Parents of children in kindergarten through grade 12 can apply for the PSLA, allowing them to individualize their child’s education through a variety of options, including private schooling, speech and occupational therapists, and specialized curriculum and materials. There is also an option for contributions to a prepaid college fund.
The PSLA will benefit children who have been diagnosed with a specific learning disability – including autism, Down syndrome, Spina bifida, Prader-Willi syndrome and Williams syndrome.
The cost of services for one child can reach $60,000 per year, with therapy typically costing $150 per hour.
The scholarship will help parents “meet some of their educational responsibilities and give their kids a fighting chance,” said Denise Herschberg, Florida director for Yachad, The National Jewish Council for Disabilities. “There’s a tremendous need, especially for parents who want them in a specialized classroom or a Jewish environment.”
Funds given will be based on the cost of living in each of the 67 counties within Florida. Public school spending was also a factor in reaching the scholarship amount.
The scholarships for 2014-2015 will be worth about $10,000.
“This scholarship will make all the difference in the world,” said Dorothy Famiano of Brooksville, who has two children who are eligible for the scholarship accounts – Nicholas, who has Spina bifida, and Danielle, 11, who has been diagnosed with autism.
The PLSA will allow students to continue to receive payments until they graduate from high school, or reach age 22 with the capability to roll over funds from year to year.
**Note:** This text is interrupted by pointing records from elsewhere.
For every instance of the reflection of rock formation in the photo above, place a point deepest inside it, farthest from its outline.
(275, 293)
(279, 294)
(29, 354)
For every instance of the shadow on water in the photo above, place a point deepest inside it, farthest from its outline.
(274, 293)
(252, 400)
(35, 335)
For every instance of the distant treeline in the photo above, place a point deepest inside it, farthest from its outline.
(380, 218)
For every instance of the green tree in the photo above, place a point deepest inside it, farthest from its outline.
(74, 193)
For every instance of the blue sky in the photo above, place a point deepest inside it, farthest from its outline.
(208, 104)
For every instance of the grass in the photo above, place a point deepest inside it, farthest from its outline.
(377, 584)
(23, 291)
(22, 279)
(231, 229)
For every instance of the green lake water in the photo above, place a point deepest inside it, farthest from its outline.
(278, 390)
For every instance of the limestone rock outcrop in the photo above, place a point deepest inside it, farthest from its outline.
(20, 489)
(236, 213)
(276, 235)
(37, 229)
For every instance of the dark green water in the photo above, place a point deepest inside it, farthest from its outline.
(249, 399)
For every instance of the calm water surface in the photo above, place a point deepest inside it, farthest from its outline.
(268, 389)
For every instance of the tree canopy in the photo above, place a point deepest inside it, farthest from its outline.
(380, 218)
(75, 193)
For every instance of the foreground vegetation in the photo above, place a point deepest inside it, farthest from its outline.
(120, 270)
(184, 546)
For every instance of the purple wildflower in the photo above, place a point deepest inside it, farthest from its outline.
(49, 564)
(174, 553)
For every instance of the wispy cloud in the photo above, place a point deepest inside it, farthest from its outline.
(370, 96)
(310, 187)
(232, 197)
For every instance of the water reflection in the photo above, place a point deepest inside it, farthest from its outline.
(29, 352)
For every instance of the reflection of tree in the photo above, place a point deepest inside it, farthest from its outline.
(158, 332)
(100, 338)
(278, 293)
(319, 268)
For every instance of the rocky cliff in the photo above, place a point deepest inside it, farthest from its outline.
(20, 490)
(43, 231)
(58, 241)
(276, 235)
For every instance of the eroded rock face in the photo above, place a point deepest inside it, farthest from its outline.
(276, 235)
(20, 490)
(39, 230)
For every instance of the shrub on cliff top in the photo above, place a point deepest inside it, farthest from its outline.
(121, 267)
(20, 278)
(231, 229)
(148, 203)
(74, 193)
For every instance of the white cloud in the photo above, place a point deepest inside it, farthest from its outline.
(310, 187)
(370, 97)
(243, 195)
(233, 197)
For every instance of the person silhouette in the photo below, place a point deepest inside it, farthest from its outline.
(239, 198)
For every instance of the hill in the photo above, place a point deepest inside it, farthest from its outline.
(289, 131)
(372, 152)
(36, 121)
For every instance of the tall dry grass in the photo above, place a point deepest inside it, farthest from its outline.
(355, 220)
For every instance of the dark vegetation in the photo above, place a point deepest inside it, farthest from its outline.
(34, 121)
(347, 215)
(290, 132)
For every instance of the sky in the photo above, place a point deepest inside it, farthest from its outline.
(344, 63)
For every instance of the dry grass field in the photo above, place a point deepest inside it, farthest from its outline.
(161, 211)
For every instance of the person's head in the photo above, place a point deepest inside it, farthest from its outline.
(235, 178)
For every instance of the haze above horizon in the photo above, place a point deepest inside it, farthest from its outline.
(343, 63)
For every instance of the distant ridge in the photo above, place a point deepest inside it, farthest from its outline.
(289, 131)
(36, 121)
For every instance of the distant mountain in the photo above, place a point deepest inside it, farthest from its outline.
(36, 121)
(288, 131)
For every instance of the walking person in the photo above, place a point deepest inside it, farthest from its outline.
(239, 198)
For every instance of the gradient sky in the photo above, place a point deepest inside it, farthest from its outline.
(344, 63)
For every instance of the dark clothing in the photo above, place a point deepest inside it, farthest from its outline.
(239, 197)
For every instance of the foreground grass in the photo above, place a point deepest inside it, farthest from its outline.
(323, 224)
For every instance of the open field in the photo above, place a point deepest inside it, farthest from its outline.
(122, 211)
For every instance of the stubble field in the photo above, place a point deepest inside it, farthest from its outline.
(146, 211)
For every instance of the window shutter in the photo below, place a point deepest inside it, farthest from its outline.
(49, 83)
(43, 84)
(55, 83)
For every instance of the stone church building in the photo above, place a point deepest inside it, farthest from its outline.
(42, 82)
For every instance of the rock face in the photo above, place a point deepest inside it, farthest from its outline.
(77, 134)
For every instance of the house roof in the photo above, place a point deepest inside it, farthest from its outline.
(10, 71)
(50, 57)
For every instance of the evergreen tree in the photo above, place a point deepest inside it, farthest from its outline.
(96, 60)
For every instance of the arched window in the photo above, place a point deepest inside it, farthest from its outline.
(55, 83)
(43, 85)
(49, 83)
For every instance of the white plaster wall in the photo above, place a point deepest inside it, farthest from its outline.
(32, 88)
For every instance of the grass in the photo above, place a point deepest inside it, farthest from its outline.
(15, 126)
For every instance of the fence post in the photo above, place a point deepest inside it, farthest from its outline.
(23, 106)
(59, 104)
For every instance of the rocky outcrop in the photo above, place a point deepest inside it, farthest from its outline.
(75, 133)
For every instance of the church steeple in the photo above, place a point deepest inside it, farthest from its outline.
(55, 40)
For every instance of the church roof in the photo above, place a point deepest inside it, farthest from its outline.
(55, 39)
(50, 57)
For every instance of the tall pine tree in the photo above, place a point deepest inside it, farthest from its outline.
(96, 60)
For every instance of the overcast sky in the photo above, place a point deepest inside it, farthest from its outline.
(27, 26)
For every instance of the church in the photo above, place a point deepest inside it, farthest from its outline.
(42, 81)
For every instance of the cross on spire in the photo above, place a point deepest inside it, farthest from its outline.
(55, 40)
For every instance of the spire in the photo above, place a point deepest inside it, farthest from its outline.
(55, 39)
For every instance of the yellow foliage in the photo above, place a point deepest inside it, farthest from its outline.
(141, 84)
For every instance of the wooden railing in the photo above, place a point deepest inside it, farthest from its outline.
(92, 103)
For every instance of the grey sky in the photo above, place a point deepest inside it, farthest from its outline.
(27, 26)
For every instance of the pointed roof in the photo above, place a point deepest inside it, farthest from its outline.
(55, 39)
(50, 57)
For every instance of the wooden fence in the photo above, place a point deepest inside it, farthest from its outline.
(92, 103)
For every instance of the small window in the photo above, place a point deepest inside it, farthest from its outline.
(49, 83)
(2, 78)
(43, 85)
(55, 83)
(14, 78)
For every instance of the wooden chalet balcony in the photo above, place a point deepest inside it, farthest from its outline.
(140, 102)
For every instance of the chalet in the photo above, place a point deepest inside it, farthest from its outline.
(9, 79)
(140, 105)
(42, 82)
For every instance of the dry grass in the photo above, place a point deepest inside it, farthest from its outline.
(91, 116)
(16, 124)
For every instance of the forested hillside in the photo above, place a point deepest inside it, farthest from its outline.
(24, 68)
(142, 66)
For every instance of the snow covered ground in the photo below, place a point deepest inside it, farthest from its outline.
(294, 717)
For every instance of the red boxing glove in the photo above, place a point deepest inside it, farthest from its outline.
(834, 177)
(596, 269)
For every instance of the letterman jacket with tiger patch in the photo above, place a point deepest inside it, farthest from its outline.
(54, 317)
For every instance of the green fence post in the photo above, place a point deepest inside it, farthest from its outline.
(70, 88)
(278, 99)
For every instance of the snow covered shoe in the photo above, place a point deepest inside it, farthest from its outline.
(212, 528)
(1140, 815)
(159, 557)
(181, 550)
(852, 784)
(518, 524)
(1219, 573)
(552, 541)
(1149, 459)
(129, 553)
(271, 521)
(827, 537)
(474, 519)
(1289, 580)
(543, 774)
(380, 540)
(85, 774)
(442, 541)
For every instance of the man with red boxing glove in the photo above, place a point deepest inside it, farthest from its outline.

The account will remain until the child graduates from post-secondary education, or has not attended such an institution for four consecutive years.
“Personal Learning Scholarship Accounts are an enormous vote in favor of truly providing an individualized education for children who have unique abilities in the state of Florida,” said Christine Bancalari, co-founder of the Down Syndrome Foundation of Florida. “Allowing parents to customize their children’s education to their individual needs is a win-win for all. The impact that this has on a child’s educational success will translate into more opportunities for their future success as an adult in the community.”
Florida’s largest teachers union, The Florida Education Association, filed a lawsuit against the new PLSA law in June, claiming the scholarship is merely a voucher program taking money away from public education, writes David Schwartz for The Sun-Sentinel.
The state has budgeted $18.4 million for the first year of the program, which is expected to serve about 1,800 students.
Parents will be able to apply through Step Up For Students, a nonprofit organization that helped to administer the Tax Credit Scholarship for low-income students. In order to be eligible, children must have an official diagnosis from a licensed physician or an “Individual Education Plan” from a Florida school district.
Students entering kindergarten who are considered “high risk” are eligible for the scholarship as well.
Florida Senator Andy Gardiner, whose son has Down syndrome, created the scholarship.